After being essentially closed since late September for major renovation and structural repair, Peabody Township Library will reopen Tuesday with a fresh, clean look and set up for the future.

Librarian Rodger Charles said the $150,000 renovation was financed in part with $61,500 in grant money. The library also hopes to get a tax credit grant that will allow it to sell tax credits to recoup most or remaining expenses.

Changes greet patrons before even entering the library. A new set of front steps on the west side leads to a porch with a mosaic open book at the entry and benches on either side.

Lighting is recessed into the steps

The original steps were pressing against the building and caused damage to the basement.

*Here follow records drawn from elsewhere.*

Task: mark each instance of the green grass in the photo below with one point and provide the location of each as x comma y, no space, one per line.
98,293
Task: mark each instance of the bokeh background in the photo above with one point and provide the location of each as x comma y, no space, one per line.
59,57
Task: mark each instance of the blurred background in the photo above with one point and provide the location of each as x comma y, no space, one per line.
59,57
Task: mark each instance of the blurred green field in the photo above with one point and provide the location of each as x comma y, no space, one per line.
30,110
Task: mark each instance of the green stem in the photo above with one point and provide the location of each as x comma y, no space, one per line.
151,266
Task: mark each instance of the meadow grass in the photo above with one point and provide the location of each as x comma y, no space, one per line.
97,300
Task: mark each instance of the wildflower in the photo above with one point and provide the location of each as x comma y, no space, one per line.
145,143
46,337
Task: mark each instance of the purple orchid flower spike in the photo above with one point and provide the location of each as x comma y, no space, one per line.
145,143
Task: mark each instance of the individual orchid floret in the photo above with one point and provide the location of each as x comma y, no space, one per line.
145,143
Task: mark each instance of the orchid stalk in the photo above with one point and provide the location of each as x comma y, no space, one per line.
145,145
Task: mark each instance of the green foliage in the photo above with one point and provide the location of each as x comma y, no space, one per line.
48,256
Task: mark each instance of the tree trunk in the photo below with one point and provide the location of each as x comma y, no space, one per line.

Inside the door, library patrons are greeted with new carpet; freshly restored and painted walls; clean, shiny light fixtures that no longer spark when bulbs are replaced; and shelves no longer jammed from one side to the other with books.

The most remarkable changes are to the library’s Ann Potter Room in the basement.

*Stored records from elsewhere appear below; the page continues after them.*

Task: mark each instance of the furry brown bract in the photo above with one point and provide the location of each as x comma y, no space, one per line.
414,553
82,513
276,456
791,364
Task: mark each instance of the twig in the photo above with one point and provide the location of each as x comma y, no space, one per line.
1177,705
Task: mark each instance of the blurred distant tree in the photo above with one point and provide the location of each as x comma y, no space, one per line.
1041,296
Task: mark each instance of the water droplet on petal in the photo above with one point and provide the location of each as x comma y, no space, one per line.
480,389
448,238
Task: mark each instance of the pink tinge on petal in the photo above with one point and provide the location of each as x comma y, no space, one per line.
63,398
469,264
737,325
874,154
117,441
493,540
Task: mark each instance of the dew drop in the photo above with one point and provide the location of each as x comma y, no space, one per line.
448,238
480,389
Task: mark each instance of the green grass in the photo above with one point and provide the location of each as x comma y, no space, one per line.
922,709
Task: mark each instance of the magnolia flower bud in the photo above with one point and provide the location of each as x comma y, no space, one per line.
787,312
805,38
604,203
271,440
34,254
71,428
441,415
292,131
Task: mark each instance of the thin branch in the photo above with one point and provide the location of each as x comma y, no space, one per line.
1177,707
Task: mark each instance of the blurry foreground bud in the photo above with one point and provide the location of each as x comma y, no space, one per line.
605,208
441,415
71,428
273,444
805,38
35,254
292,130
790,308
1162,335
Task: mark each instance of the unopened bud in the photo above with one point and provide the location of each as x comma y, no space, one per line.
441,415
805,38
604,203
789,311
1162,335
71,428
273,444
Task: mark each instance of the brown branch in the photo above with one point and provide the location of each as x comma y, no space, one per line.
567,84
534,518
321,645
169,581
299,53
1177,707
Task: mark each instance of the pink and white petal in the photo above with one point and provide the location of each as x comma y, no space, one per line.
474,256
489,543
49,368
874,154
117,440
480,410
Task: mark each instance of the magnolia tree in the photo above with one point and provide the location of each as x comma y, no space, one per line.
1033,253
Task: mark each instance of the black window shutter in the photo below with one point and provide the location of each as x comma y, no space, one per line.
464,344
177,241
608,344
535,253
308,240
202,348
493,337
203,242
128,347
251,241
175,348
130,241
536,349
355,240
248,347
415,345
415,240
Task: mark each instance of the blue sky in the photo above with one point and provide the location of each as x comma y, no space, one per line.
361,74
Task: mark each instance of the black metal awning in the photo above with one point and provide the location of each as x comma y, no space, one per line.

Old suspended ceiling panels have been removed, allowing the tops of wooden window frames to be seen. A clean, fresh drywall ceiling now graces the room instead of a cracked plaster ceiling hidden by the suspended ceiling. New wiring and light fixtures replaced the old.

Light fixtures in the room are reminiscent of the 1920s but controlled by a dimmer.

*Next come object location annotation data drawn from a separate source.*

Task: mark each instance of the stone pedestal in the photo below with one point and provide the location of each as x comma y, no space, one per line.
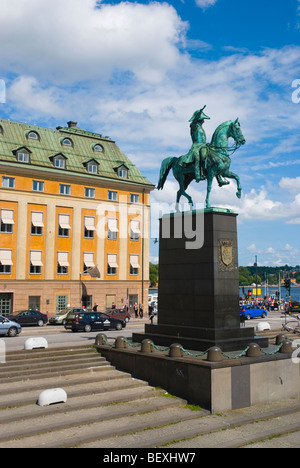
198,297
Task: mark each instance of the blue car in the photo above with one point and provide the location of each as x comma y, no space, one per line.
8,327
251,311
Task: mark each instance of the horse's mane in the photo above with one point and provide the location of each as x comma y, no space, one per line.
219,129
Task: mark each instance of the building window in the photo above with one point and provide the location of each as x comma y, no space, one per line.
98,148
7,221
23,156
5,261
112,229
36,262
38,186
37,224
112,264
64,225
60,162
134,198
89,192
88,261
123,172
63,263
134,265
34,303
89,227
112,196
8,182
92,168
64,189
33,136
135,230
67,142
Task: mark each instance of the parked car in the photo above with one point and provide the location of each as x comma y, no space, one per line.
8,327
121,314
60,317
251,311
29,318
91,321
295,306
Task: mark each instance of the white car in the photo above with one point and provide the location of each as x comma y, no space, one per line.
8,327
60,317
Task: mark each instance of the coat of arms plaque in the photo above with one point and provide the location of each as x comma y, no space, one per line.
226,255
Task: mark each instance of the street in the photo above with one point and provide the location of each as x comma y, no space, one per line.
57,336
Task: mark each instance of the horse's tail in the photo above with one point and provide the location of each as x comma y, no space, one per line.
164,171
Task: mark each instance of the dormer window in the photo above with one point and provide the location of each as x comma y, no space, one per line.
59,161
122,171
98,148
92,166
67,142
23,155
33,136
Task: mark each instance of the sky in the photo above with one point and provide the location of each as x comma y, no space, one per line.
137,71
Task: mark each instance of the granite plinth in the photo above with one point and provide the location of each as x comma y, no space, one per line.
198,296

“While we had the ceiling down, I had them put in data cabling,” Charles said.

The data cabling serves not only computers but also will serve holographic projectors when they are ready for common use.

A door that led to a storage area was enlarged and moved to the west, and a smart panel that was on the north side of the room now hangs on the right.

A stairway leading from the main floor to the basement turned out to have beautiful wood under old carpet. All traces of the carpet were removed and the wood refinished to expose the warmth of the wood.

Other than on stairs to the basement, new carpet was laid throughout the library.

Walls throughout the library have been patched and freshly painted.

Swinging entrance doors were re-hung so the doors no longer sticks when halfway open.

Floors were redone to remove uneven surfaces.

Although the project began in September and the front doors and basement were closed, patrons still could enter by the building’s north door.

Charles said the work hit a fever pitch in November when contractors moved upstairs to the main floor.

“We’ve limped through this process,” Charles said.

People wanting specific books and materials “haven’t been told no, but sometimes we’ve said, ‘It might take a while. Let me get your number,’ ” Charles said.

Although Charles credits his library board and community volunteers with the progress of the work, he admits he’s tired.

He’s glad for the help and people working to make the library and community better.

The library is technologically ahead of other libraries of its size.

The original library was donated by in 1874, he said. The original building still stands as a museum east of the Carnegie library built in 1914.

Peabody Township Library was the first free library in the state.

“Not the first library, but the first free library,” Charles said.

After all the exhausting work, after reopening the doors Tuesday, after having the library inspected by the State Historical Society, Charles has plans for the next new thing at the library.

In 2024, the library will begin having story times for children.